Doter la zone Euro d’un directoire politique, composé des Chefs de gouvernement, présidé par l’un d’entre eux. Ce directoire devra se fixer des objectifs d’harmonisation budgétaire, fiscale et des règles d’endettement. Ce directoire devra pouvoir être en mesure de conduire, avec la Banque Centrale Européenne, la politique monétaire de l’Euro, qui ne doit pas seulement être une arme contre l’inflation mais aussi une arme pour la croissance et l’emploi. Il doit figurer, aux côtés de ce directoire politique des parlementaires représentant chacune de nos nations.

Même si François Fillon explique tout au long de ce document Europe qu'il ne cherchera pas à négocier un nouveau traité, ses idées sur la BCE nécessitent un changement de Traité, car l'indépendance de la BCE est gravée dans le marbre, article 130 du TFUE, Traité sur le fonctionnement de l'Union Européenne. Gravée dans le marbre et dans le cœur des allemands, donc ça va être difficile.

 

Oui au libre-échange et au pacte de stabilité

Sur les autres compétences économiques de l'Europe, le projet de François Fillon laisse à l'Europe sa compétence dans le domaine commercial, ne remet pas en cause le libre échange même s'il promet qu'il y aurait un référendum sur un éventuel traité transatlantique. Il dit aussi qu'il faut plus de réciprocité et vérifier le respect des normes environnementales et sociales européennes par nos partenaires. Il veut aussi une Europe forte pour créer des champions industriels, dans l’énergie, le numérique, l'audiovisuel.

Pas de rupture avec le projet européen actuel, et pas de rupture non plus avec les exigences budgétaires.
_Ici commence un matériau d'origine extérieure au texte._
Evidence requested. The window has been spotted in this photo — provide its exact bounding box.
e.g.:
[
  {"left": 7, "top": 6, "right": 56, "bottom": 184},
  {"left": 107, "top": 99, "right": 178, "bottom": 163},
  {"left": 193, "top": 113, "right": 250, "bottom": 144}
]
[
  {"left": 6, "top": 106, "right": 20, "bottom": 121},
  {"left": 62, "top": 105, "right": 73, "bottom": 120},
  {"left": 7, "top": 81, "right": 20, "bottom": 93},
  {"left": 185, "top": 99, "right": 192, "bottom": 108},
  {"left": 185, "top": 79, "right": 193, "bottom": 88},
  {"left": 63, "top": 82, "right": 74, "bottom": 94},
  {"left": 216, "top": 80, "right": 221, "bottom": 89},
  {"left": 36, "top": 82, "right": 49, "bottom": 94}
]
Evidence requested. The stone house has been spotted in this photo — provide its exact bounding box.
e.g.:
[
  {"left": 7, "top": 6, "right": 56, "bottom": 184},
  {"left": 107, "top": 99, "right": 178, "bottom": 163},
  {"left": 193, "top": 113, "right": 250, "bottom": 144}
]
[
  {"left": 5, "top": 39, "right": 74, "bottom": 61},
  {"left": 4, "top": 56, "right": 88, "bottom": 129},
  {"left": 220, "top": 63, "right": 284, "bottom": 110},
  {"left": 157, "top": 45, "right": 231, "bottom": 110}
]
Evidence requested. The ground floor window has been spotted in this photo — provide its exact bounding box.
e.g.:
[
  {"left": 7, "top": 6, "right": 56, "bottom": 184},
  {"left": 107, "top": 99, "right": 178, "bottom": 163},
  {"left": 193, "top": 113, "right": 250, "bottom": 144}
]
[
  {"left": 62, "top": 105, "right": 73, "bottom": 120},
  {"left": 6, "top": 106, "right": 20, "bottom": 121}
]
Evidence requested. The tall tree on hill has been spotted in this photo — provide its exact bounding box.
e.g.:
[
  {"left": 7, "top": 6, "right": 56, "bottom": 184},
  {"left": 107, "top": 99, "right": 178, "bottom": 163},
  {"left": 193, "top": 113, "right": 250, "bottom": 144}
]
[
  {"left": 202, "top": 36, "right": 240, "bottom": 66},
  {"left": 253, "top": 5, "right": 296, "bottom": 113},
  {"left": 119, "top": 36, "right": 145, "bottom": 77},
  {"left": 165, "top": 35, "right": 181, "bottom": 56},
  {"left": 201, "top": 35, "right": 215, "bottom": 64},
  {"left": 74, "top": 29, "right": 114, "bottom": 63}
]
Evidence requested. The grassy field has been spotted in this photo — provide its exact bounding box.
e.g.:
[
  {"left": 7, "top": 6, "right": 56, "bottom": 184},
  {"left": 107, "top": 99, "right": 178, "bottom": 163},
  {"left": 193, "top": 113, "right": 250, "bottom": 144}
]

Au contraire, sur ce plan François Fillon veut que la France soit exemplaire pour parler d'une voix forte face à l'Allemagne.

On reste donc dans le cadre européen actuel du pacte de stabilité, ce qui veut dire, pas de souveraineté sur le plan macro-économique, et donc peu de marges laissées à la définition d'une politique économique nationale, qui de fait resterait non souveraine, et bel et bien européenne.